Iva memandang Kinan dengan alis terangkat sebelah dan senyum miring di bibirnya. Sebuah rencana sudah ia rangkai dengan baik. Baginya, Kinan adalah umpan yang tepat untuk bisa membuat Bara mau berkumpul dengan mereka.
"Tante..."
Kinan yang menonton televisi di ruang tengah seketika menoleh pada Iva yang duduk di sebelahnya.
"Kenapa, Va?" tanya Kinan.
"Mmm, gimana kalo kita makan malam nanti di luar aja, Tan? Kan jarang banget kita bisa quality time sama Om dan Bara."
Kinan tampak berpikir. "Iya juga ya. Jadi Tante nggak pergi masak malam ini. Ide bagus tuh."
Iva tersenyum lebar. Semudah itu menghasut Kinan dengan permintaan konyolnya. Quality time? Yang benar saja. Iva mana pernah memikirkan itu. Baginya quality time itu ya saat dia dan Bara bisa bersama dan saling terbuka seperti dulu.
"Biar aku atur tempatnya. Nanti Tante kabari Om sama Bara. Biar mereka langsung ke sana."
Kinan mengangguk saja mengiyakan usulan Iva tanpa tahu ada maksud tersembunyi yang tengah Iva susun.
"Yaudah, kamu atur aja. Tante ngikut aja."
Iva mengangguk semangat. Gadis itu mengotak-atik ponsel pintarnya mencari tempat bagus untuk makan malam nanti. Jam diponselnya menunjukkan pukul enam lewat sepuluh menit. Dan dia yakin Bara sebentar lagi akan pulang ke apartemennya.
'Hm, sepertinya hotel Juan bagus juga. Dekat dengan apartemen Bara. Dan pastinya akan lebih memudahkan rencanaku.' ucap Iva tertawa di dalam hati.
Di lain tempat, Bara segera pamit pada Cecil untuk segera pulang. Namun ibu Cecil menahan Bara. Wanita paruh baya itu ingin Bara tetap di sana. Bara awalnya menolak karena merasa tidak enak akan mengganggu waktu istirahat Cecil.

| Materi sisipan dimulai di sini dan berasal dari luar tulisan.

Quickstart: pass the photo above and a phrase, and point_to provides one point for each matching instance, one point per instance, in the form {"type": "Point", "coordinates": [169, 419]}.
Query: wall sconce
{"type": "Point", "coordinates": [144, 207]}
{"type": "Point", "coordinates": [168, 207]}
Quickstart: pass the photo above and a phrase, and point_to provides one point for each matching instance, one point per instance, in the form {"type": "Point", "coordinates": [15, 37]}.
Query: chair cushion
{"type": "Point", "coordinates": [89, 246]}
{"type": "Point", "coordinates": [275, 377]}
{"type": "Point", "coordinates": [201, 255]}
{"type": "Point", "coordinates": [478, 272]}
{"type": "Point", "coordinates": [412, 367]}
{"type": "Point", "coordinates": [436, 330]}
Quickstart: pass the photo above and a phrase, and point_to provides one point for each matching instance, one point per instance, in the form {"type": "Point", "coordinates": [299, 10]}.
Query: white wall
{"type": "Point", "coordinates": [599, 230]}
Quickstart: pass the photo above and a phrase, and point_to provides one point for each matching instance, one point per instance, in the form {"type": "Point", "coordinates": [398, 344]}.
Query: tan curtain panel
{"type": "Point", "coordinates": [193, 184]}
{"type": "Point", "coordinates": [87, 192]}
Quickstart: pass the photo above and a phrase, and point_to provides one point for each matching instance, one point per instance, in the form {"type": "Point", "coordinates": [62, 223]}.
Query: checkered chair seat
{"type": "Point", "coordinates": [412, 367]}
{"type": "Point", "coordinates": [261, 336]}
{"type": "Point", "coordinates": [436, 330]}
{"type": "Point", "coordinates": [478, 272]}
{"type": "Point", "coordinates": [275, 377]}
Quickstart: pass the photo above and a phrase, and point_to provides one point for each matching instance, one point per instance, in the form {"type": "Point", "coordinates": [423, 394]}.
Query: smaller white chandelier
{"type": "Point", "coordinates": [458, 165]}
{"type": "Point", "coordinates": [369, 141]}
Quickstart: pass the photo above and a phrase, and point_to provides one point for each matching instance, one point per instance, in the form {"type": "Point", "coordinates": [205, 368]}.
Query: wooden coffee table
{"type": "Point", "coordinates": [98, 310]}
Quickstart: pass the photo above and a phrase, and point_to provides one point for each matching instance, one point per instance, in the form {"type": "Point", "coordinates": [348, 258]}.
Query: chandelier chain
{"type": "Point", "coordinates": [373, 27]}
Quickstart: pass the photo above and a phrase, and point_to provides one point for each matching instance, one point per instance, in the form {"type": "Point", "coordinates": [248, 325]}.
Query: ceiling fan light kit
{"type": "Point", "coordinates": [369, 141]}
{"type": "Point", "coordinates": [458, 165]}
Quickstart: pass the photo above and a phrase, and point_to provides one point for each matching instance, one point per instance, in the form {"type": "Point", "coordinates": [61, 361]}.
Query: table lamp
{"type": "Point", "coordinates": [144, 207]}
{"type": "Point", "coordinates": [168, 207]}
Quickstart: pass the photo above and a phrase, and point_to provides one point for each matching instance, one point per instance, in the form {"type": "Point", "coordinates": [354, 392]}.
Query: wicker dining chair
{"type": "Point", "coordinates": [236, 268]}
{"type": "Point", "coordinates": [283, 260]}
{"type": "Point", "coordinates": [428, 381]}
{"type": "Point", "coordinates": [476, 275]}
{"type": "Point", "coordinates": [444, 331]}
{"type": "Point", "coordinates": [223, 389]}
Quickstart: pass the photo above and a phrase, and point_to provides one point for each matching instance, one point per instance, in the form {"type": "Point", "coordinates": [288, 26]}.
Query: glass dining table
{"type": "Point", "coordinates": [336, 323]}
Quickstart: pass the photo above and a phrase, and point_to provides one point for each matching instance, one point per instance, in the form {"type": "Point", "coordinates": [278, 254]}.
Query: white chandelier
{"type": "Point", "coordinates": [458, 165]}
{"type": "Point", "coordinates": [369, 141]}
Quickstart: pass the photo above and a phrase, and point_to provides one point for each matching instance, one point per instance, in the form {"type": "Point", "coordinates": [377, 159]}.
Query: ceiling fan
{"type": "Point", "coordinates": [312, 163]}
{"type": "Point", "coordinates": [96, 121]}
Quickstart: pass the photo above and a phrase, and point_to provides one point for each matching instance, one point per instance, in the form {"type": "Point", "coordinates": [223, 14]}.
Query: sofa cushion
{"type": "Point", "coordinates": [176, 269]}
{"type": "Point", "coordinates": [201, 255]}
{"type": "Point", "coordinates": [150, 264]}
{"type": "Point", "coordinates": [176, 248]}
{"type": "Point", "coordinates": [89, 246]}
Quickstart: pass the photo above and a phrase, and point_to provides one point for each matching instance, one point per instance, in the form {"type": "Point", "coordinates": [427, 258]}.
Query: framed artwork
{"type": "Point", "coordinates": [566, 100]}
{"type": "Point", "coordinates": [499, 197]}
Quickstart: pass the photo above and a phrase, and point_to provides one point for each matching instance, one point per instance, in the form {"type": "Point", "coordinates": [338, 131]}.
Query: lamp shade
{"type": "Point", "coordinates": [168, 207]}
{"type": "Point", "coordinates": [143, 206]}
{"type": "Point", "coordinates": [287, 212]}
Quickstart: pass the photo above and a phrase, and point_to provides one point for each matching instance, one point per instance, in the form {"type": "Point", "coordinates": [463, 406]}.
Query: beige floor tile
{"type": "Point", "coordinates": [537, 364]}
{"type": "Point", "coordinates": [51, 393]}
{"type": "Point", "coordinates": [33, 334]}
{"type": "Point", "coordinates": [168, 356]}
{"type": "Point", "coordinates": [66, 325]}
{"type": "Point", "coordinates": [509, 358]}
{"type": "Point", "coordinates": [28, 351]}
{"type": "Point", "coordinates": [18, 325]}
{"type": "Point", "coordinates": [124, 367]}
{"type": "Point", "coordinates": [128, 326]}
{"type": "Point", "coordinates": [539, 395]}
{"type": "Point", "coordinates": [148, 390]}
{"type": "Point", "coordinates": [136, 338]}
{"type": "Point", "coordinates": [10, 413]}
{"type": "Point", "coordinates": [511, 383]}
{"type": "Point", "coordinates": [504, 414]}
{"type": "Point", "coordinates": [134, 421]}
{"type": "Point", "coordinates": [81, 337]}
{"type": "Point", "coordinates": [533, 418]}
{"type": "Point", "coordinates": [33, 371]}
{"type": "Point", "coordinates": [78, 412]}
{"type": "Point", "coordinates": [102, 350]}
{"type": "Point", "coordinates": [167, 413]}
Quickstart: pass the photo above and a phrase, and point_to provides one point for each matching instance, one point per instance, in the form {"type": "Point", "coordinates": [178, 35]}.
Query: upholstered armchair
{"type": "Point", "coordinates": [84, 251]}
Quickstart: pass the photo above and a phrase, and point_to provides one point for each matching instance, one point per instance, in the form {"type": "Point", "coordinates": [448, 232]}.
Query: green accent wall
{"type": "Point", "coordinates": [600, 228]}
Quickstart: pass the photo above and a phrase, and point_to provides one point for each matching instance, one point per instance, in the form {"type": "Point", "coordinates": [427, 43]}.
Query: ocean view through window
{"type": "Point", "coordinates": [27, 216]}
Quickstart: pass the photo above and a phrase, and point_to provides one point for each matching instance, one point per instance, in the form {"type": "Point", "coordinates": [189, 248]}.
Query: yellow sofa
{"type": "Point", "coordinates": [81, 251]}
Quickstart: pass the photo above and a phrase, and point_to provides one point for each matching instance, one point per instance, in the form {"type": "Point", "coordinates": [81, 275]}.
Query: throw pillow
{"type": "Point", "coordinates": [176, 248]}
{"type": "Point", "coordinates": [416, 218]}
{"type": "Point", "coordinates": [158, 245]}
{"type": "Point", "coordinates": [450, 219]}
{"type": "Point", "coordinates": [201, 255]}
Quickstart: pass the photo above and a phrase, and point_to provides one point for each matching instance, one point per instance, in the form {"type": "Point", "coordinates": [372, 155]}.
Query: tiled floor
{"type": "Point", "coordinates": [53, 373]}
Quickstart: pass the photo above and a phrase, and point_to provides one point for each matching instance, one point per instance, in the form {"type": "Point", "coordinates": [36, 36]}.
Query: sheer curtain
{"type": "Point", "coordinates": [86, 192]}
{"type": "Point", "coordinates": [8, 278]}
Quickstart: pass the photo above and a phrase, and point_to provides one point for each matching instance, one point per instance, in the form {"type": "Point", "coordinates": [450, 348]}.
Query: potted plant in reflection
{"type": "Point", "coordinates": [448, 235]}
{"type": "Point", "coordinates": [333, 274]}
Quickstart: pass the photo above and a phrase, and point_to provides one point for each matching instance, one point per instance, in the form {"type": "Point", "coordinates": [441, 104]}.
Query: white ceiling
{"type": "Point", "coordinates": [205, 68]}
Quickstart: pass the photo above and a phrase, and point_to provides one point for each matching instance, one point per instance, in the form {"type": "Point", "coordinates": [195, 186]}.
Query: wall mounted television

Laki-laki itu tahu betul kalau gadisnya pasti lelah seharian bekerja.
"Sebentar aja, Bara. Di sini dulu temani Ibu ngobrol. Udah lama loh kamu nggak ngobrol sama Ibu."
Ya, Bara memang memanggil ibu Cecil dengan sebutan yang sama. Dari dulu juga begitu. Bagi Bara, panggilan 'Ibu' untuk ibu gadisnya sangat istimewa. Bara berharap kelak akan tetap bisa memanggil beliau dengan sebutan yang sama. Dan anak-anak mereka akan memanggil ibu Cecil dengan Oma. Tuh, kan, Bara suka ngehalu kalau sudah begini.
"Kerjaan kamu gimana?" tanya ibu Cecil.
Bara tersenyum. Tangannya meraih jemari kurus ibu Cecil. Wanita itu duduk bersandar di dinding. Sedangkan Bara duduk di sampingnya menghadap ke arah wanita itu.
"Alhamdulillah kerjaan lancar, Bu. Proyek-proyek semakin berkembang. Banyak buka anak perusahaan juga."
Ibu Cecil tersenyum lembut. "Syukurlah. Kamu memang hebat. Ibu jadi ingat ayah Cecil kalau lihat kamu. Dulu almarhum juga laki-laki pekerja keras seperti kamu. Proyek melimpah, buka cabang di mana-mana. Ibu sama anak-anak sering ditinggal. Pernah seminggu kadang sampai sebulan kalau proyek ada masalah. Walau begitu, ayah Cecil tetap nggak lupa keluarga. Tetap ingat jalan pulang. Dia kerja keras juga demi kami. Dan sekarang..."
Wanita tua itu melirik dapur di mana sang putri yang tengah mencuci peralatan makan mereka tadi.
"...ibu kasihan sama Cecil, Bar. Ibu nggak mau dia susah. Harusnya dia nggak seperti ini. Ibu jadi bebas buat dia. Untuk saat ini Ibu bersyukur kalian masih bersama. Ibu takut saat Ibu tidak ada lagi bersama Cecil, dia akan terluka parah dan tidak ada yang menemaninya. Tapi sekarang Ibu merasa tenang. Ada kamu. Ada Kinan yang juga sayang sama Cecil."
Bara mengelus lembut punggung tangan sahabat Kinan yang dia genggam. "Ibu nggak boleh ngomong begitu. Ibu harus yakin sembuh. Ada atau tidaknya Ibu, Bara akan selalu menjaga Cecil. Dan... maaf, karena pernah membuat putri Ibu bersedih."